Die Würde des Menschen ist unantastbar!

In Wahlkampfzeiten meint die aktuelle Regierung offenbar, das Grundgesetz mal eben locker ignorieren zu können. 28 afghanische Staatsangehörige, „die sämtlich verurteilte Straftäter waren, die kein Bleiberecht in Deutschland hatten und gegen die Ausweisungsverfügungen vorlagen“, so der Regierungssprechers Steffen Hebestreit, wurden gestern nach Afghanistan abgeschoben. Es bleiben mehr Fragen als Antworten, die in den spärlichen Interviews und Berichten gegeben wurden.

1. Wenn es verurteilte Straftäter waren, für welche Vergehen waren sie verurteilt?
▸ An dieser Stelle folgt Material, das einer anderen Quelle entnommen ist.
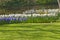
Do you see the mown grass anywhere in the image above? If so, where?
[0,23,60,40]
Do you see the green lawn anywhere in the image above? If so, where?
[0,23,60,40]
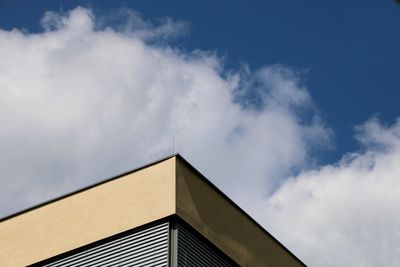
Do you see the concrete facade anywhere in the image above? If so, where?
[0,155,305,267]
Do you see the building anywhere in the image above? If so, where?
[0,155,305,267]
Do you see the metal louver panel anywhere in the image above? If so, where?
[177,224,236,267]
[41,222,169,267]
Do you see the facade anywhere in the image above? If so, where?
[0,155,305,267]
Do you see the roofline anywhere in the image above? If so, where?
[0,153,307,266]
[0,153,177,223]
[175,153,307,266]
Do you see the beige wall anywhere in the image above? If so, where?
[176,160,304,267]
[0,156,304,267]
[0,158,175,267]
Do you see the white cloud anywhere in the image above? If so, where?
[0,8,400,266]
[0,7,328,218]
[258,119,400,267]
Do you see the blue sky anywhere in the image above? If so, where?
[0,0,400,162]
[0,0,400,267]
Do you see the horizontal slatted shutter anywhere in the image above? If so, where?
[177,224,236,267]
[41,222,169,267]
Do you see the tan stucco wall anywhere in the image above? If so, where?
[0,158,175,267]
[176,159,304,267]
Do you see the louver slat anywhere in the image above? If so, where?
[177,225,234,267]
[42,223,169,267]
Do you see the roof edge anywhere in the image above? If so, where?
[0,153,178,223]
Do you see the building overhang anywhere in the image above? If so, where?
[0,155,305,267]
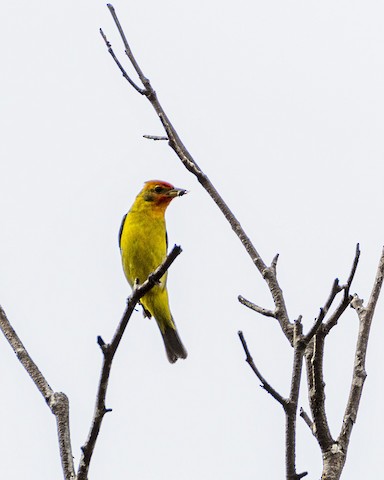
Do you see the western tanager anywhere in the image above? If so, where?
[119,180,187,363]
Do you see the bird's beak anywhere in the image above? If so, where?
[167,188,188,198]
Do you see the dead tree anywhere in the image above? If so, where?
[100,4,384,480]
[0,5,384,480]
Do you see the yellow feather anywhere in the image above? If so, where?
[120,181,187,363]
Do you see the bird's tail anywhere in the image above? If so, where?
[161,325,188,363]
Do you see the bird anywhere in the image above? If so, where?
[119,180,187,363]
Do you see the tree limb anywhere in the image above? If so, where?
[0,306,75,480]
[100,4,293,344]
[338,248,384,450]
[77,245,182,480]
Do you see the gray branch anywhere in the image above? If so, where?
[77,245,182,480]
[0,306,75,480]
[100,4,293,344]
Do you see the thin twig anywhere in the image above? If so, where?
[238,331,287,410]
[300,408,316,437]
[143,135,168,141]
[338,248,384,452]
[285,316,307,479]
[237,295,276,318]
[77,245,182,480]
[324,244,360,335]
[0,306,75,480]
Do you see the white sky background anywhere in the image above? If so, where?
[0,0,384,480]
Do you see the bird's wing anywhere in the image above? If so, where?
[119,213,128,248]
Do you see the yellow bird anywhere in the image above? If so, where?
[119,180,187,363]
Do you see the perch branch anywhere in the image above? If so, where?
[300,408,316,437]
[101,4,293,344]
[77,245,182,480]
[338,248,384,453]
[237,295,276,318]
[0,306,75,480]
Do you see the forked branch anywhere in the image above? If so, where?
[77,245,182,480]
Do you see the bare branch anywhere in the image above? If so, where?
[305,326,333,452]
[237,295,276,318]
[238,331,287,410]
[338,248,384,454]
[103,4,293,344]
[324,244,360,335]
[300,408,316,437]
[77,245,182,480]
[0,306,75,480]
[100,28,145,95]
[143,135,168,141]
[285,316,307,479]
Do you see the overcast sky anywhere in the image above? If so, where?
[0,0,384,480]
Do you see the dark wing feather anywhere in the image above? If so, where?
[119,213,128,249]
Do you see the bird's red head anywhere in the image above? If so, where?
[139,180,187,208]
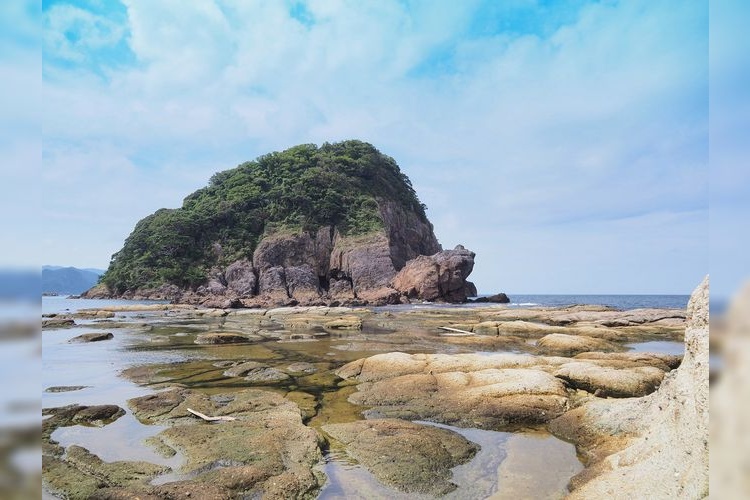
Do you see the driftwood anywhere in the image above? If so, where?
[188,408,237,422]
[439,326,474,337]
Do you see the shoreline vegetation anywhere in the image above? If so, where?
[43,281,708,498]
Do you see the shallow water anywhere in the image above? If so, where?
[42,298,582,499]
[625,340,685,356]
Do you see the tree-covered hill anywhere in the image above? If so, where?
[101,140,427,293]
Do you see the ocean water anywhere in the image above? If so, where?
[42,295,169,314]
[42,294,690,313]
[496,293,690,310]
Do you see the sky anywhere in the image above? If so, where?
[26,0,720,294]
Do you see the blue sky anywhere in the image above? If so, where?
[33,0,709,293]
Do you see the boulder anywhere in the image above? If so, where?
[555,362,665,398]
[323,316,362,330]
[225,259,257,297]
[258,266,289,302]
[536,333,624,356]
[42,317,76,329]
[391,245,475,302]
[549,278,709,499]
[330,233,396,296]
[118,389,325,498]
[328,278,356,302]
[323,419,479,496]
[336,353,567,429]
[284,265,320,303]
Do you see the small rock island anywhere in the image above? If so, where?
[84,140,476,308]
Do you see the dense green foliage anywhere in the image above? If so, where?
[102,141,426,293]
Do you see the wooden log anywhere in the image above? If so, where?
[439,326,474,337]
[188,408,237,422]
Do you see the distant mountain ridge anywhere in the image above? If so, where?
[42,266,104,295]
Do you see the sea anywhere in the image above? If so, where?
[490,293,690,310]
[42,294,690,313]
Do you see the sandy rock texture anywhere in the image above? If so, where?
[549,278,709,499]
[323,419,479,496]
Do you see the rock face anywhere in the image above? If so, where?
[323,419,479,496]
[337,352,567,429]
[128,389,324,498]
[393,245,475,302]
[549,278,709,498]
[84,141,488,308]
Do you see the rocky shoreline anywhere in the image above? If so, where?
[81,242,488,309]
[43,280,708,498]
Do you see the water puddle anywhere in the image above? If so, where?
[42,298,592,500]
[52,412,184,469]
[318,421,583,500]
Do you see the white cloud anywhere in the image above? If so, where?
[43,4,125,63]
[44,0,707,291]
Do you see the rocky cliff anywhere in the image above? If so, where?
[85,141,475,307]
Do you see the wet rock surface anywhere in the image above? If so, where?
[549,278,709,498]
[45,298,700,498]
[337,353,567,429]
[128,389,322,498]
[323,419,479,496]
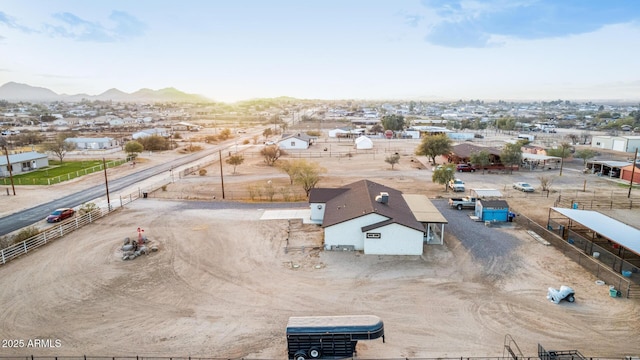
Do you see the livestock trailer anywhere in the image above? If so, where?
[287,315,384,360]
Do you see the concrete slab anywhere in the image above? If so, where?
[260,209,318,224]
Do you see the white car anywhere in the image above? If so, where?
[513,182,535,192]
[449,179,465,192]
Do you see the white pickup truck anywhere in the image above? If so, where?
[449,196,478,210]
[449,179,465,192]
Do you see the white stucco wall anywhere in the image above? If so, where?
[324,213,387,250]
[362,224,424,255]
[309,203,326,221]
[278,138,309,150]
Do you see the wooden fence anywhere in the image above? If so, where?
[515,214,640,298]
[0,182,166,265]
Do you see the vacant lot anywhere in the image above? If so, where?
[0,136,640,359]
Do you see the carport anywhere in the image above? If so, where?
[587,160,631,178]
[522,153,562,170]
[547,207,640,284]
[402,194,449,245]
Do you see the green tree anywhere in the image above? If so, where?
[384,154,400,170]
[381,114,404,130]
[124,140,144,159]
[293,159,327,197]
[496,116,516,130]
[500,141,522,174]
[416,134,452,165]
[136,135,170,151]
[43,133,76,162]
[575,149,598,167]
[469,150,491,174]
[225,154,244,174]
[260,145,286,166]
[431,164,456,191]
[218,128,231,140]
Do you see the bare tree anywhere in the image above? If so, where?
[260,145,286,166]
[44,133,76,162]
[294,159,327,197]
[538,175,553,191]
[225,154,244,174]
[384,154,400,170]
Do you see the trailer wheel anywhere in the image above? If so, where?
[293,350,307,360]
[309,347,322,359]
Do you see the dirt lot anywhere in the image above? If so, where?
[0,135,640,359]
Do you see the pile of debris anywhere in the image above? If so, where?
[120,236,158,260]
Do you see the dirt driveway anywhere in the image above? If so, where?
[0,136,640,359]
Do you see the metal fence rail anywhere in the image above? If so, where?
[516,214,633,297]
[0,181,167,265]
[0,209,109,264]
[0,355,622,360]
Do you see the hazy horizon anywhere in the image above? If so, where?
[0,0,640,102]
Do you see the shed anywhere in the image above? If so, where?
[475,199,509,222]
[355,136,373,150]
[620,163,640,184]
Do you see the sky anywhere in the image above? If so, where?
[0,0,640,102]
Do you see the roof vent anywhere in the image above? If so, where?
[376,192,389,204]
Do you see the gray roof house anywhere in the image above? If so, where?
[65,137,118,150]
[309,180,426,255]
[0,151,49,177]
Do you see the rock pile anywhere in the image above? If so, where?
[120,236,158,260]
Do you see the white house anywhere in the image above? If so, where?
[131,128,169,140]
[64,137,118,150]
[278,133,313,150]
[309,180,426,255]
[0,151,49,177]
[329,129,350,138]
[591,135,640,153]
[354,136,373,150]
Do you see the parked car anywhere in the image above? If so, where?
[47,208,76,223]
[449,179,465,192]
[456,164,476,172]
[513,182,535,192]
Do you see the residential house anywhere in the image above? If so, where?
[309,180,446,255]
[278,133,313,150]
[0,151,49,177]
[65,137,119,150]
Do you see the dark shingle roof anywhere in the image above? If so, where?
[452,143,500,159]
[480,199,509,209]
[316,180,424,231]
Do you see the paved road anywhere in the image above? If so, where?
[0,140,248,236]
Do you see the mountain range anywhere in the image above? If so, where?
[0,82,212,103]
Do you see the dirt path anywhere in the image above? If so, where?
[0,136,640,359]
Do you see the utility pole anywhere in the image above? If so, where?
[628,148,638,198]
[2,145,16,196]
[218,150,224,200]
[102,158,111,211]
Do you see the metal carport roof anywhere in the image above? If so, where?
[551,207,640,256]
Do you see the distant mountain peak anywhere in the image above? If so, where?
[0,81,212,103]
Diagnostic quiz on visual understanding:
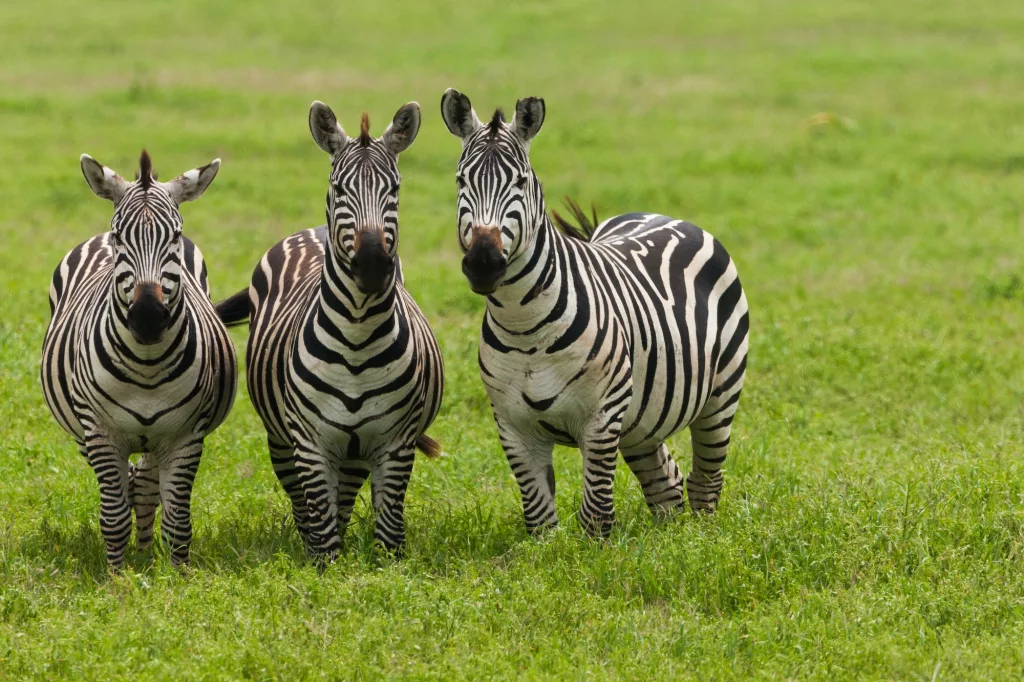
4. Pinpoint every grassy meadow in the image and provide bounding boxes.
[0,0,1024,681]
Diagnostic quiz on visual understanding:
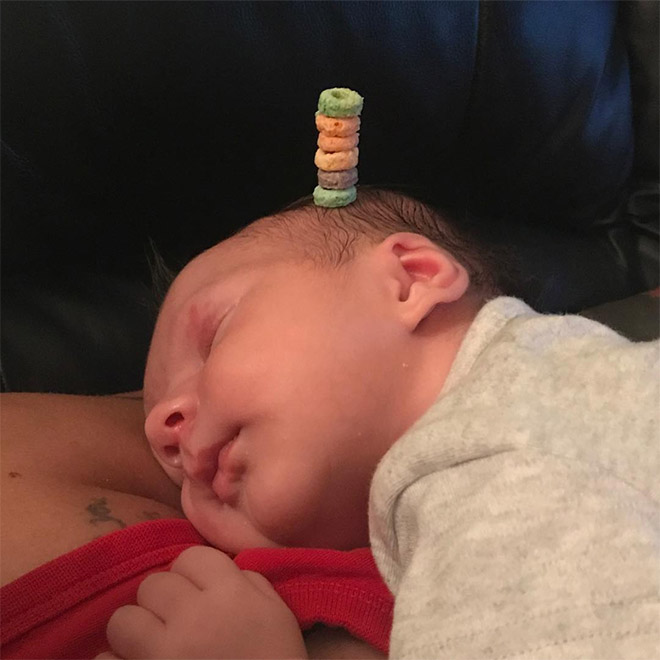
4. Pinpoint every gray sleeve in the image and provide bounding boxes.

Handtaschendiebstahl, Vergewaltigung, Mord …? Haben sie ihre Strafen abgesessen oder wurden sie vorzeitig entlassen?

2. Welche Absprachen gibt es mit dem Terror-Regime in Kabul? Werden die Straftäter dort freigelassen (Die Auszahlung eines „Handgeldes“ weist offenbar darauf hin) oder eingesperrt? Dann stellen sich neue Fragen:

2.a. Werden die „Straftäter“ in Afghanistan als Helden gefeiert, die sich gegen die Ungläubigen profiliert haben? Oder

2.b. Werden sie als Straftäter verfolgt, eingesperrt, gefoltert und getötet, weil sie Schande über ihr Land gebracht haben? Oder ist vereinbart, dass sie ihre Strafe in Afghanistan absitzen?

3. Was würde übrigens mit weiblichen afghanischen Straftäterinnen geschehen? Würden die auch abgeschoben? Oder gibt es hier Geschlechter-Diskriminierung, „verordnet“ durch die Politik der Mullahs?

4. Hat der Termin am Donnerstag, drei Tage vor zwei entscheidenden Landtagswahlen, irgendetwas mit eben diesen zu tun, oder ist er reiner Zufall?

5. Falls ja, glaubt in der Ampelregierung und den sie tragenden Parteien tatsächlich irgendein*e Dödel*in, WENN es dadurch zu Stimmenverschiebungen in der Wahlentscheidung käme, diese Stimmen kämen den Ampelparteien, etwa der der Innenministerin zu gute? Oder wählt man*frau dann nicht gleich das Original, weil „… die haben ja offenbar mal wieder recht gehabt“?

6. Wie ist die Zusammenarbeit in diesem menschenrechts- und völkerrechtswidrigen Verfahren mit der menschenrechtsverachtenden Diktatur in Katar zu werten?

7. Wie sind – falls getroffen – Absprachen mit dem Terrorregime der Taliban zu werten, gegen die ja u.a. die Bundeswehr 20 Jahre lang Krieg geführt und „unsere Freihat am Hindukusch verteidigt hat“? Ist das auf einmal ein zuverlässiger Verhandlungspartner?

In Deutschland gilt – nach meiner Erkenntnis – nach wie vor das Grundgesetz. D.h., es gilt für alle Menschen, auch für verurteilte Straftäter. Droht ihnen in Afghanistan Verfolgung, Folter oder der Tod, dürfen sie nicht dorthin verbracht werden. Werden sie dort freigelassen, ist dies ein Unrecht gegenüber anderen Straftätern.

Amnesty International bewertet dies wie folgt: Menschenrechte haben wir alle – und niemand darf in ein Land abgeschoben werden, in dem Folter droht. Es ist alarmierend, dass sich die Bundesregierung über diese Verpflichtungen hinwegsetzt und Menschen nach Afghanistan abgeschoben hat. Niemand ist in Afghanistan sicher. Außergerichtliche Hinrichtungen, Verschwindenlassen und Folter sind an der Tagesordnung. Schiebt die Bundesregierung trotzdem nach Afghanistan ab, riskiert sie, sich zur Komplizin der Taliban zu machen. 

Die ersten beiden Sätze des Art. 1 Grundgesetz lauten:

(1) Die Würde des Menschen ist unantastbar. Sie zu achten und zu schützen ist Verpflichtung aller staatlichen Gewalt.

(2) Das Deutsche Volk bekennt sich darum zu unverletzlichen und unveräußerlichen Menschenrechten als Grundlage jeder menschlichen Gemeinschaft, des Friedens und der Gerechtigkeit in der Welt.


Einige Einzelfragen haben bereits in den Medien Antworten gefunden, so in der Süddeutschen, die Hauptfrage allerdings nicht.